There is controversy as to whether atopy rather than asthma could explain elevated FeNO levels. The increase in FeNO in non-asthmatic individuals suggests that FeNO reflects allergic inflammation of the airways, depending on the degree of atopy.29 Malmberg et al.30 suggested that FeNO is a marker of eosinophilic inflammation in asthma, irrespective of the presence of atopy. Franklin et al. stated that elevated FeNO could be associated with atopy but not with doctor-diagnosed asthma.24 Other studies did not find differences in FeNO levels between patients with rhinitis or asthma.31,32 In our study, we also did not find differences in FeNO between children with AR or AR and asthma. When assessing the relationship between FeNO and asthma or atopy, one must consider that FeNO is a marker of airway inflammation. Asthma and AR are both inflammatory diseases of the airways, and lower airways may exhibit allergic inflammation without symptoms which could be responsible for a possible variation in FeNO. Also, atopy status9 and allergen exposure33 may affect FeNO levels.

Changes in FeNO measured over time may reflect underlying changes in airway inflammation better than single measurements.15 Roberts et al. indicated that levels of FeNO could provide better clinical information when compared with a child's previous FeNO than when compared with a population-based normal range.13 Indeed, Van der Valk et al. showed that repeated FeNO measurements could predict asthma exacerbations in children with a lag of 1–2 weeks.14 Our time interval of 2 years may be too long to reflect underlying changes in airway inflammation. Also, this population faced major changes in physical development during 2 years which could influence the natural course of asthma and affect FeNO levels.

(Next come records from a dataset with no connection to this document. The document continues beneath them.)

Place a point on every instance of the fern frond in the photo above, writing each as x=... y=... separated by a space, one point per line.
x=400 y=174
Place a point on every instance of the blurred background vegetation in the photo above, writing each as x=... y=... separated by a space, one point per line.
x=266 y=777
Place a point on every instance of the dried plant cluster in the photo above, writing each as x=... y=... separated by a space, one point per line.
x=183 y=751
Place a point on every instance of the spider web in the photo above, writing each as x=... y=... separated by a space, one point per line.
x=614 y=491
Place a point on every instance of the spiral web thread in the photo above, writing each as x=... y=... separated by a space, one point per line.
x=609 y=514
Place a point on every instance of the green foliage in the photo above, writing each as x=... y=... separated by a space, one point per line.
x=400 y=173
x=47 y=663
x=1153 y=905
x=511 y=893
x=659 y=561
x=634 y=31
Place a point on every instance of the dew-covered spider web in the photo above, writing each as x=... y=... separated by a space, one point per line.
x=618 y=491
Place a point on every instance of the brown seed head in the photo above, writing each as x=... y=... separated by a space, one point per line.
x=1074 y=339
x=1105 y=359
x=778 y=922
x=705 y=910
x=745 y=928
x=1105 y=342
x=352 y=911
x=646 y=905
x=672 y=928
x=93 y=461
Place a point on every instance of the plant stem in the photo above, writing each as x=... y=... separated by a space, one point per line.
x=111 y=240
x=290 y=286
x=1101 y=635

Implications for future research, policy and practice

The recent ATS guideline on the interpretation of FeNO for clinical applications stated that FeNO could be used as a biomarker that adds a new dimension to the traditional clinical tools in the assessment and management of airways diseases.15 Our results suggest that the role of FeNO measurements in a primary care population of atopic children deserves special attention. We propose that studies are needed to determine how to interpret FeNO measurements in primary care.

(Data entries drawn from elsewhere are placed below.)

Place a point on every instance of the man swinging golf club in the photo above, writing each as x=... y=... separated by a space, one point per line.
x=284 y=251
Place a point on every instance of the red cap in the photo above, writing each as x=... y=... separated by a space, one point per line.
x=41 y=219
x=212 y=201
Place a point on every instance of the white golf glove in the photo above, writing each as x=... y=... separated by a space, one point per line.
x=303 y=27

Strengths and limitations of this study

We examined a large group of children with AR in primary care to determine whether FeNO could be a useful measure of upper or lower airway disease severity in children with mild to moderate disease. In the Netherlands, the majority of patients with AR are treated by primary care physicians. We therefore considered it important to perform this analysis in this population. Some aspects of this study may have affected our results. First, the definition of asthma was based on questionnaire data. It might be that a definition based on a doctors' diagnosis of asthma24 or on objective measures such as reversibility to β2-agonist, lung function, or bronchial hyperresponsiveness would be more accurate. However, this higher specificity would unavoidably lead to a much lower sensitivity and loss of many cases. We did not perform multivariate analyses to control for potential confounding effects of inhaled corticosteroid treatment or indoor allergen exposure associated with FeNO as we did not have these data for all the children. Both aspects could have consequences for the generalisability of our findings, but are probably not differential and are therefore unlikely to affect our findings.

Conclusions

In conclusion, FeNO was similar in a selected group of children with AR with and without asthma in primary care, and was unrelated to symptoms or quality of life in both groups. FeNO was related to specific IgE to HDM at baseline and at 2 years. FeNO is unlikely to be a useful measure of the clinical severity of upper or lower airway disease in children in primary care.